Riding a bus in Iceland is never boring. The landscape is enormous and beautiful and the weather overhead is rapidly shifting. The bus pulled over and we squeezed in even tighter to let on a father and son. Even though the bus was already full, we weren’t going to make them wait hours for the next. Hugging ourselves inward, we smiled at each other and settled back as best as we could in the tight space.
It was still early when the bus dropped us off in Húsavík. It wasn’t too difficult to find my way around in the town numbering just over 2,000. Yellow flags flapped in the wind declaring, whale watching! I went and bought a ticket and dinked around by myself until the ship would depart. A line of mist hung over the harbor and it was hard not to stare. I began to pile on more layers. Clara had bequeathed me a chunky and overly large red sweater that she had found in her apartment when she moved in. Heeding her warnings about the cold on the sea, I tugged it on over my T-shirt, long-sleeved shirt, and scarf, and then awkwardly fasted my jacket on top of the bulk.
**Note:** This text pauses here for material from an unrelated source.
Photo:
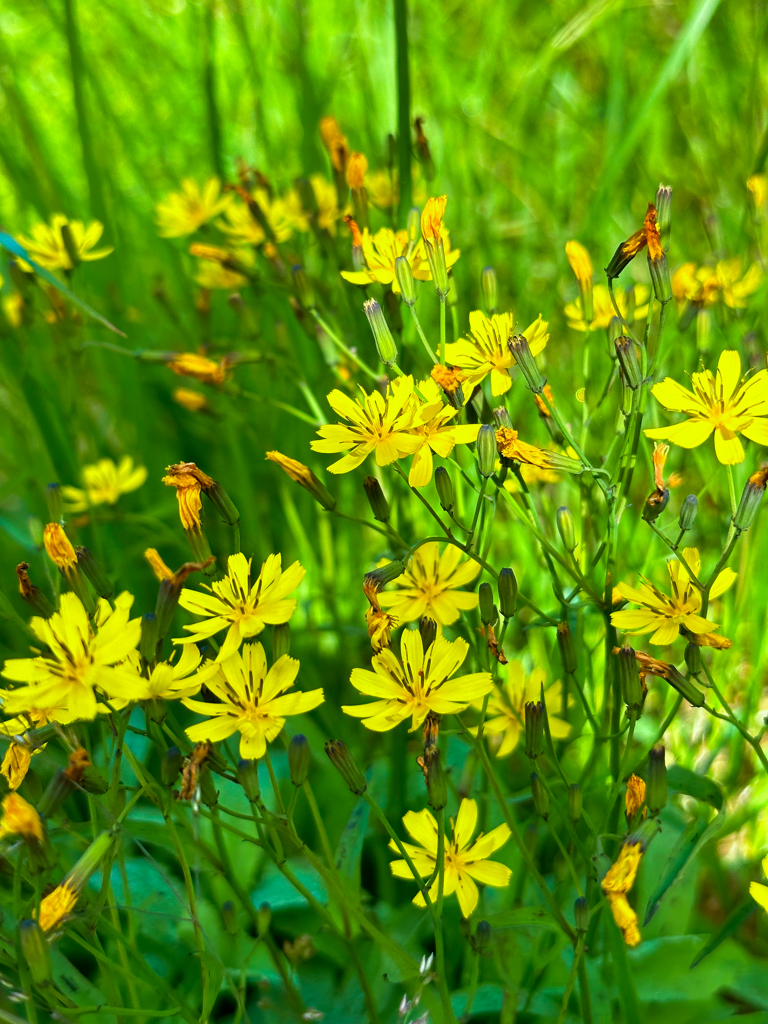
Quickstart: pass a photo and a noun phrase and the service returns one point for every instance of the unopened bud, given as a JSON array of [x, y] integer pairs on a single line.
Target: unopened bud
[[377, 501], [507, 593], [688, 512], [248, 776], [385, 344], [629, 363], [36, 951], [487, 611], [541, 797], [655, 784], [404, 276], [525, 359], [566, 528], [299, 757], [489, 290], [343, 762], [486, 451], [535, 714], [170, 766], [444, 488], [582, 914], [567, 650], [428, 631]]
Joining the group on the ship, I realized I was probably the only one by myself. There were families, there were couples, there were friends, and there was me. I didn’t care. I ran across the boat along with everyone else, side-to-side, glimpsing dolphins, minke whales, and my beloved puffins. After awhile, the boat began to make its way back to harbor and we were served hot chocolate. By that time, I was shivering horridly, despite my puffy layers. Eventually I had to succumb and put on the ship overalls. I willed the boat to get off the cold sea more quickly now that we’d seen the sights.
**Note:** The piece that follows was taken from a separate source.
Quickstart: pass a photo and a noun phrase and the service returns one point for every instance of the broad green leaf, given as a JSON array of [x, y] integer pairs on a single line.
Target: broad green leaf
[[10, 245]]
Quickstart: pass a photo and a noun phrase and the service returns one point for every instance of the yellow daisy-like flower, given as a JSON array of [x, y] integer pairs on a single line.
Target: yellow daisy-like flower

Immediately after disembarking I went hunting for food because I needed to warm up. I found a place selling French fries out of a window. Those are warm. And indeed, I was able to gradually strip off some of my layers. After finishing my meal, I began to wander around town, my backpack in tow. I stopped in a bakery and bought a kleina, a pastry consisting of fried dough. So, yum.
When traveling, I seem to vacillate from one end of the socialization scale to the other, in ways that may put others on edge. I had gone from staying with three different strangers in a row, all in tight quarters (including a wet tent), to wandering around by myself. I don’t mind; I like both.
I walked through the back streets up to the main road along the harbor. I stood outside of the Phallus Museum (I kid you not. It has since moved to Reykjavík.), looking at the stone and wood statues alluding to obvious things in lieu of paying for a ticket to actually get inside. I stopped by the tourist information center to dash off a few quick emails (“I’m in Húsavík; I hadn’t planned to be here but I am; it’s nice; back to Reykjavík in the evening to catch my flight out”). I wandered up a hill and explored the graveyard overlooking town and the sea.
It was time to catch my bus. This one was a tad more roomy. I exercised my vocal cords again by chatting with the man next to me who wondered what I had been up to. Wandering and whale watching. Yes, alone. Yes, it was fun.
I contemplated the scenery out of the window, which is what I had been doing all day really, sans pane. I like to contemplate. It can be easier when you’re alone. Meet people: learn. Step back: absorb. My time in Iceland was about to end. I let it all filter through me in silence.